First, clusters of brain cells in the somatosensory system come into action. These brain cells are associated with our sense of touch, temperature and pain. The mouthful of ice cream warms to body temperature, coating the tongue and inside of the mouth, releasing the creamy fat texture.

At the same time the orbitofrontal cortex of our brain chimes in with a rating of just how delicious that scoop of goodness is. The two regions begin to  communicate, with the link becoming stronger still when the ice cream is high in fat and, fortunately, in your favourite flavour.
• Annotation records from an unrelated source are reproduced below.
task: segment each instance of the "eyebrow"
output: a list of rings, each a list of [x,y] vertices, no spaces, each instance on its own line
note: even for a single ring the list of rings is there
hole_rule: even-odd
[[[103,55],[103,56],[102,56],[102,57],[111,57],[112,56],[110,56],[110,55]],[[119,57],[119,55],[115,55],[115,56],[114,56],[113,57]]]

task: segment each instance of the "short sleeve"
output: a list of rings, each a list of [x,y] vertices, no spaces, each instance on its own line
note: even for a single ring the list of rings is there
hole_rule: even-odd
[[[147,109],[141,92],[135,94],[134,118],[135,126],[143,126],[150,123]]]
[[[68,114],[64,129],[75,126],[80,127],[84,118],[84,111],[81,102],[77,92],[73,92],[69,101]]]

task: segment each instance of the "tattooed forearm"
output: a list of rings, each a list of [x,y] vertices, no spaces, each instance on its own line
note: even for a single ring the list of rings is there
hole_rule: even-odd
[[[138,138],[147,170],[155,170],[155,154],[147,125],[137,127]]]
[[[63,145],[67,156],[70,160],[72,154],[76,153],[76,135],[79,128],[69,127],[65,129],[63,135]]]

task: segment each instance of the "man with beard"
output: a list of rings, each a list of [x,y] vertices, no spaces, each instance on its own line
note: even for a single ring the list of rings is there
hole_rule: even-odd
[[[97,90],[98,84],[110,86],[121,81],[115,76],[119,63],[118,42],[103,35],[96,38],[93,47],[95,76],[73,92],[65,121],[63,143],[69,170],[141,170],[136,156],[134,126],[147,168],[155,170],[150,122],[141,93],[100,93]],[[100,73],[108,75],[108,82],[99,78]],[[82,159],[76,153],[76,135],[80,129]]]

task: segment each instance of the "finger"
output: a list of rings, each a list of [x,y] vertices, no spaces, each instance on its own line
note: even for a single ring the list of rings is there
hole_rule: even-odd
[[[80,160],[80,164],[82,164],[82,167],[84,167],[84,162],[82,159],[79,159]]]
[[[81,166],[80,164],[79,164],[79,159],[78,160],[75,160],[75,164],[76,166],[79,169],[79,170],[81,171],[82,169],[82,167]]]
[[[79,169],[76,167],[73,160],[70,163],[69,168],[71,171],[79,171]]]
For true ice cream fans an even greater reward response is triggered. A further section of the brain, the cingulate cortex thought to be linked to actions and emotional responses, identifies ice cream as responsible for the state of your happiness and signals a system-wide thumbs up. With all that brain chemistry fizzing, we are urged to repeat the experience, again and again, until little of that wonderful ice cream is left.

The takeaway is that taste, commonly defined as salt, sour, bitter, sweet and umami, is not solely responsible for driving those positive brain vibes. The texture of what we eat is also important.

Individual differences in preferences and cravings affect this response of the brain. If you like ice cream, the combination of a desirable taste, with an equally desirable fat texture, creates an even more rewarding brain response.

My research looks at how our brains respond to the texture of our foods. Food texture is an important factor in whether we like or dislike food. Just imagine eating a pavlova without the crunchy exterior that holds a gooey sweet centre? Few of us would accept a pavlova that lacked the right set of textures, unless out of politeness to the host.

We know too that eating an apple and drinking its equivalent in juice are two different experiences. The texture and the chewing an apple requires makes us feel full, a glass of the same apple juiced does not.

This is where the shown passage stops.